The par-3 17th is another fine hole -- here the elevated green is angled and protected fiercely by a frontal bunker. Nothing is gained on the hole without the surest of shots played from the tee.
The round concludes with a short par-4 of 366 yards -- where placement is paramount as a series of bunkers frame the fairway. The green is also done well -- elevated and high above the fairway with a small frontal area widening out a bit towards the rear area.
During my spring time round at Bedford the rough was unusually long and quite thick. I have no issue with any course having rough -- the issue becomes twofold -- speed of play and the wherewithal for recovery play being part of the program.
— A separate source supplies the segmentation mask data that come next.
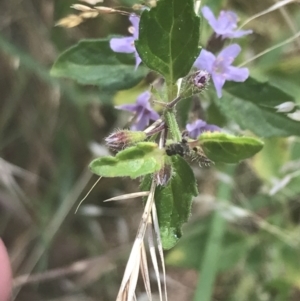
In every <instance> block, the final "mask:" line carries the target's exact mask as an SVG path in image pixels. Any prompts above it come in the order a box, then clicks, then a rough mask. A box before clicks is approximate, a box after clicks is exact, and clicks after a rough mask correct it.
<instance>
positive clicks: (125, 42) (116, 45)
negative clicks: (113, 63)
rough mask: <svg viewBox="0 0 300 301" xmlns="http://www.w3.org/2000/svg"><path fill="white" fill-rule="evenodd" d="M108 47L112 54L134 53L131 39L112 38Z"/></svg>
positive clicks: (134, 50)
mask: <svg viewBox="0 0 300 301" xmlns="http://www.w3.org/2000/svg"><path fill="white" fill-rule="evenodd" d="M109 45H110V48H111V49H112V50H113V51H114V52H121V53H132V52H135V47H134V39H133V37H126V38H112V39H111V40H110V41H109Z"/></svg>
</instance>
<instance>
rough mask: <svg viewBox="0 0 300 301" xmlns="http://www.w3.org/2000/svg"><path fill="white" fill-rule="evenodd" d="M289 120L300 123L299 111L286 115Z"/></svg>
mask: <svg viewBox="0 0 300 301" xmlns="http://www.w3.org/2000/svg"><path fill="white" fill-rule="evenodd" d="M287 115H288V117H289V118H291V119H293V120H295V121H300V110H297V111H296V112H294V113H289V114H287Z"/></svg>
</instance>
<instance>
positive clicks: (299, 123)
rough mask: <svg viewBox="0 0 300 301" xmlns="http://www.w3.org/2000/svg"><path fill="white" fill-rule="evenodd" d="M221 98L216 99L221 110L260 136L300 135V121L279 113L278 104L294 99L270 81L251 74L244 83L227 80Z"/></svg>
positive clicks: (223, 112)
mask: <svg viewBox="0 0 300 301" xmlns="http://www.w3.org/2000/svg"><path fill="white" fill-rule="evenodd" d="M224 89H225V91H226V92H228V93H229V94H225V93H224V97H223V98H222V99H218V100H215V102H216V104H217V106H218V107H219V108H220V110H221V112H222V113H223V114H225V115H226V117H227V118H228V119H229V120H234V121H235V122H236V123H237V124H239V125H240V126H241V128H243V129H248V130H251V131H252V132H253V133H255V134H256V135H258V136H260V137H266V138H270V137H285V136H291V135H297V136H300V130H299V129H300V122H297V121H294V120H292V119H290V118H289V117H288V116H287V115H286V114H285V113H277V112H276V109H275V106H278V105H280V104H282V103H284V102H287V101H292V102H295V99H294V98H293V97H292V96H291V95H289V94H287V93H285V92H283V91H282V90H280V89H278V88H277V87H275V86H273V85H271V84H270V83H268V82H263V83H262V82H258V81H256V80H255V79H253V78H249V79H248V80H247V81H246V82H244V83H236V82H228V83H226V85H225V87H224Z"/></svg>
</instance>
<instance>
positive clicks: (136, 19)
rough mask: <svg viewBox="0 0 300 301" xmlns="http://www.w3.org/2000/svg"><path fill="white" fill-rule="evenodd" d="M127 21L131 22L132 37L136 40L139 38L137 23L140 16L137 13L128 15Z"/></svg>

The other issue is getting the course to play as firm and fast as the turf can provide. The different types of holes encountered would play even better with the turf not being kept as moist.
Overall, Bedford has clearly benefited with Omni leading the way in providing the much needed financial resources to keep the resort on a high level across the board The totality of the amenities clearly makes for a getaway for families to enjoy. The Keystone State does not have a rich depth of quality courses open to the public, however, Bedford Springs is clearly among the upper echelon and worth checking out if ever in the vicinity.